5 Ağustos 2023 Cumartesi

SA10294/SD2822: Sıkıntı (Roman); 5. Bölüm-Dağ 41

 Sonsuz Ark/ Evrensel Çerçeveye Yolculuk

"Batı bütün ayrıntıları ve özellikleri ile çökmüştü, Satanizm Batılıları tepesine çıkarmış ve yerden yere çalarak cehennemî bir duygu-düşünce karanlığına fırlatmıştı."

Amerika insanlığı kuşatmış, bütün yerkürede yaşayan insanları aşağılık duygusuna mahkûm etmiş, dünya ülkelerinin gözünde ‘Rüyalar Ülkesi’ olarak tanımlanmış ve insanlık için model olarak öne çıkarılmıştı. Satanizm, ABD vatandaşlarının ruhunu ve rüyalarını yok ederek bütün insanlığı yok etmiş olacağını varsaymıştı; nihayetinde Amerika Birleşik Devletleri ‘bütün sineklerin üşüşeceği bir bal damlası’ gibi işlev görmüştü.

Makow kötülüklerin kaynağını tereddütsüz bir şekilde deşifre ediyordu:

“Trachtenburg, Orta Çağ'daki Yahudi faaliyetlerinin bir listesini sunarak birçok eski "stereotipin" derin kökleri olduğunu göstermektedir. Romalı şair Juvenal'den alıntı yaparak, "Yahudiler istediğiniz kadar rüyayı ucuza satıyor," diyor. Çağlar boyunca Yahudiler tefecilik, sihir, büyücülük, falcılık, astroloji, iksirler ve ilaçlar, zehirler, simya, muskalar, efsunlar ve lanetler, afrodizyaklar ve kozmetikler konusunda uzmanlaşmışlardır.”

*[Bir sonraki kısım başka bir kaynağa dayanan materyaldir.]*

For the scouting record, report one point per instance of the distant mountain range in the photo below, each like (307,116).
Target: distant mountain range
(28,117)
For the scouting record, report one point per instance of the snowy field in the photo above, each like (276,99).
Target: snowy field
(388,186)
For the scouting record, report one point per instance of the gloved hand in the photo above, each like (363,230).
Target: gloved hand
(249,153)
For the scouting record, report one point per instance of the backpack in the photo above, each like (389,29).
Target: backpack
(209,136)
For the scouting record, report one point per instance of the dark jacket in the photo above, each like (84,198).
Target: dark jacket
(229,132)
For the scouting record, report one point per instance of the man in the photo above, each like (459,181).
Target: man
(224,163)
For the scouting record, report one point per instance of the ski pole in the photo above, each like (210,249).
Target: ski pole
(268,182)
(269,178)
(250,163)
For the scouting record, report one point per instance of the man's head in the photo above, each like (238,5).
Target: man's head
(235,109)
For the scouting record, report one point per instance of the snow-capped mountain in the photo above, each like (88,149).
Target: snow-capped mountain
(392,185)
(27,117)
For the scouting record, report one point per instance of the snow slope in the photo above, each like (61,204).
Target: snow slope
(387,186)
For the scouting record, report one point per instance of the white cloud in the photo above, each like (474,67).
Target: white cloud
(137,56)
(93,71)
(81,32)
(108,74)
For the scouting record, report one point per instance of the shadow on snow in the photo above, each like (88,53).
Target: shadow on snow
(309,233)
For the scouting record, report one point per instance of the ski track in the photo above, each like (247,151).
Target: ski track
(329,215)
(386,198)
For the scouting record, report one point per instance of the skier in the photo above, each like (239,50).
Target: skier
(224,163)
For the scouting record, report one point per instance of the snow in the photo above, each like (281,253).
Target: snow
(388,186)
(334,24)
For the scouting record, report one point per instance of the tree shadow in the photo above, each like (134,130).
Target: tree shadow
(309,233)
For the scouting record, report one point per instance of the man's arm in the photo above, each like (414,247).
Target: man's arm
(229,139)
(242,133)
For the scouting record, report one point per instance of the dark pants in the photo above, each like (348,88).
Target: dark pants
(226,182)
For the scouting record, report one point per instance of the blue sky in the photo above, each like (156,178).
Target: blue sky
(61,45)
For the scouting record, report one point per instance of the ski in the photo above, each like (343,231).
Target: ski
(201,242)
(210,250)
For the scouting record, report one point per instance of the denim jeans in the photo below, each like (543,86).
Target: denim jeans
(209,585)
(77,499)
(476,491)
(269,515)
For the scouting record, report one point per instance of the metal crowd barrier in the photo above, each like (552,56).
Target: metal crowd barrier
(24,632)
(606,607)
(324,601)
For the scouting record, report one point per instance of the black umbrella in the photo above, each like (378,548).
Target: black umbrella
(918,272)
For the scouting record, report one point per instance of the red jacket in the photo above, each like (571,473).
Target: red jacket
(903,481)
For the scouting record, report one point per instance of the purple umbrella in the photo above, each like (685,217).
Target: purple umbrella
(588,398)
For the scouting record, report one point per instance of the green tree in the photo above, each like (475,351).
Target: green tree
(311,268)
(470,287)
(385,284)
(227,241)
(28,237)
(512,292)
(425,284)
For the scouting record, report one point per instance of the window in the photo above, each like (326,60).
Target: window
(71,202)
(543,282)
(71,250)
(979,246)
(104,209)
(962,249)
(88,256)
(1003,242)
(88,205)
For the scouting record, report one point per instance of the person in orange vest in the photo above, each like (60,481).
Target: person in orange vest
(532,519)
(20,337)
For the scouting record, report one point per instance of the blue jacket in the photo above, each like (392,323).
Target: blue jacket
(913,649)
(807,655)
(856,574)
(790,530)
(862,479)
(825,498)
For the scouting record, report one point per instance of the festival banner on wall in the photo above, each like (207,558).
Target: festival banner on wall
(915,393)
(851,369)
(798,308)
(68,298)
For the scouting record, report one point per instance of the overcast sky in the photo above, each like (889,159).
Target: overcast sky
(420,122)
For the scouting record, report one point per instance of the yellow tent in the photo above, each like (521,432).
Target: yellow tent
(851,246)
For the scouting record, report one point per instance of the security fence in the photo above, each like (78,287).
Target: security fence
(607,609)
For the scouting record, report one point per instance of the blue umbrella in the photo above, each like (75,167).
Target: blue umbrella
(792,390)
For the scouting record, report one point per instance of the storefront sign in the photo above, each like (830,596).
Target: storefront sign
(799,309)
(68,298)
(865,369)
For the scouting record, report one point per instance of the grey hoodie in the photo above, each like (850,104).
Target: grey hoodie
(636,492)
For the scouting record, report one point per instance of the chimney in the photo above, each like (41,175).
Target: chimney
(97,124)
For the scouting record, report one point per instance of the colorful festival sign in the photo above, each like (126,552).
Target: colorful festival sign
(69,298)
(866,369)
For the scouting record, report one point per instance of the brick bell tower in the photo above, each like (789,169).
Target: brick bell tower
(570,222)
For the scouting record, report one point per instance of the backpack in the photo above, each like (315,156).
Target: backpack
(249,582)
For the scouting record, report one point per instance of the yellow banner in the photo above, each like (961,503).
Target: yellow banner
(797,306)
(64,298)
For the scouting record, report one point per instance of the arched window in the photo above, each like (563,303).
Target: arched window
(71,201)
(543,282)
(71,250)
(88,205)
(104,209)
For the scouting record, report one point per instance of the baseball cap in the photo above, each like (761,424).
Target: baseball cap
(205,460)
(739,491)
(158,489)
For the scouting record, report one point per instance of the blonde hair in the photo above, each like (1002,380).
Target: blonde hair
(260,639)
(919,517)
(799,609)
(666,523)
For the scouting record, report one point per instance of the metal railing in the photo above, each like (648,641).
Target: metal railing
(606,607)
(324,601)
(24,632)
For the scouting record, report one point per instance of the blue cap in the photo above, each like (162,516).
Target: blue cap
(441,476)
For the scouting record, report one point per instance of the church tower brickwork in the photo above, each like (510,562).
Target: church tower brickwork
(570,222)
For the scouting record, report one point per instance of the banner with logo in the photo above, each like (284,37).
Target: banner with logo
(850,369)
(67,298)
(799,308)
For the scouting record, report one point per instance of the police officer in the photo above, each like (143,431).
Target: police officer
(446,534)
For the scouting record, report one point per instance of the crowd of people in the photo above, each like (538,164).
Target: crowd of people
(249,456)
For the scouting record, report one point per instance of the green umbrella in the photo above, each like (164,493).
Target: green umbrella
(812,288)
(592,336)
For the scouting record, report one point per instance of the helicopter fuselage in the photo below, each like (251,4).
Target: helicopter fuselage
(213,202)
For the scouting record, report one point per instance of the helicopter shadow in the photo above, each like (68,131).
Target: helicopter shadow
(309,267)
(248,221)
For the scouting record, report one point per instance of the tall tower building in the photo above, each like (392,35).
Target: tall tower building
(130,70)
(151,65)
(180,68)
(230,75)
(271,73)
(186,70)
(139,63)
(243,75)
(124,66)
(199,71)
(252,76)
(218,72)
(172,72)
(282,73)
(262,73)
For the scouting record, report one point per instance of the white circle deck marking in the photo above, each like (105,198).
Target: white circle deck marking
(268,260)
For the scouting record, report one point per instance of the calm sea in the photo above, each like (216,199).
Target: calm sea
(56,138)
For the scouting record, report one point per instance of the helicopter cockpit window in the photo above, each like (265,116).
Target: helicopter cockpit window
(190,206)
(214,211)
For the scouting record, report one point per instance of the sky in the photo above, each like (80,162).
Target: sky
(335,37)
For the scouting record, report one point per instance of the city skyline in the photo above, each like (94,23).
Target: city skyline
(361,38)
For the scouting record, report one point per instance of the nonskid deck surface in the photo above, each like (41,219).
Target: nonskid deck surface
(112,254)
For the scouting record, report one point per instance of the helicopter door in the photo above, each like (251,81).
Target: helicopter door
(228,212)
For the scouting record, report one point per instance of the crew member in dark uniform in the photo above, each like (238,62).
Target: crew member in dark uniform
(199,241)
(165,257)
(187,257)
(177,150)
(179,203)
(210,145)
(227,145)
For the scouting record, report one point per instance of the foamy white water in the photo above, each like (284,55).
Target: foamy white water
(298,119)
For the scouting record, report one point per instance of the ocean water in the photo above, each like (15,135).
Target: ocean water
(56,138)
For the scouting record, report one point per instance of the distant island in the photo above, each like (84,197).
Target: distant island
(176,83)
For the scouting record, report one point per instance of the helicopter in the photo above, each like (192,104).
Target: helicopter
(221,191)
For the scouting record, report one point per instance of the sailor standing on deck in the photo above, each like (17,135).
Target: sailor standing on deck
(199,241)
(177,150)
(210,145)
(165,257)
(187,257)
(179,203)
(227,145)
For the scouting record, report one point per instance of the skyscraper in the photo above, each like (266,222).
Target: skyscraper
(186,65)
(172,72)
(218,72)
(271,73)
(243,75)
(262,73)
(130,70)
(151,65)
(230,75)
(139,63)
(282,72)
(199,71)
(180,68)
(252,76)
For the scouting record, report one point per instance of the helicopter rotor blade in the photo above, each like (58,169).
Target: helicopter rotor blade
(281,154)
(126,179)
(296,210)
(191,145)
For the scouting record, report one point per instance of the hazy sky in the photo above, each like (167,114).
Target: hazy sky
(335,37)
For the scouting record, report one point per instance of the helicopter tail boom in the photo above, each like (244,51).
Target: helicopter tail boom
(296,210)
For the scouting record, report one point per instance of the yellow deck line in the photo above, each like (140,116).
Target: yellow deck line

Allah’ın elçisi Musa’nın nasıl bir kavme gönderildiğini görüyordum artık, herkes apaçık görmeliydi. Kalıtsal şizofreniden bahseden İsrail gazetesi Haaretz’i de hatırlıyordum. Buna karşılık inançlı Yahudileri ısrarla ayrı tutmaya kararlıydım. Onlar Samirîlere karşı en büyük mücadeleyi veren değerli insanlardı, çünkü uyutulan, uyuşturulan bütün insanlıktan ayrıydılar; gerçeği biliyorlardı.

Makow, tarih boyunca Samirîlerin yaptıklarının bütün Yahudilere nasıl mal edildiğini de anlatıyordu:

“Papa V. Pius, 1569 yılında Yahudileri Papalık Devletlerinden kovmasını şu şekilde açıklamıştır:

"Şeytani illüzyonları, falcılıkları, tılsımları, sihirbazlık numaraları ve büyücülükleriyle pek çok tedbirsiz ve zayıf insanı baştan çıkarırlar ve onları geleceğin önceden bilinebileceğine, çalınan malların ve gizli hazinelerin geri alınabileceğine ve daha pek çok şeyin ortaya çıkarılabileceğine inandırırlar."

Ve tabii ki, her zaman sapkınlıkları kışkırtan "imansızlık doktorları" oldular. "Kilise ve halk her yerde, Yahudilerin şeytanî elinin basit Hıristiyanları gerçek imandan uzaklaştırdığını fark etti."

Kuraklaşmayı bahane ederek binlerce kadın ve erkeği sapkınlıkları dolayısıyla lanetlenenlerin ve yere batırılanların sembol yerlerinden biri olan Lut Gölü’nün karşısına çırılçıplak dizerek fotoğraflarını çeken ünlü Yahudi asıllı Amerikalı fotoğraf sanatçısı Spencer Tunick bir samirî değilse başka ne olabilirdi?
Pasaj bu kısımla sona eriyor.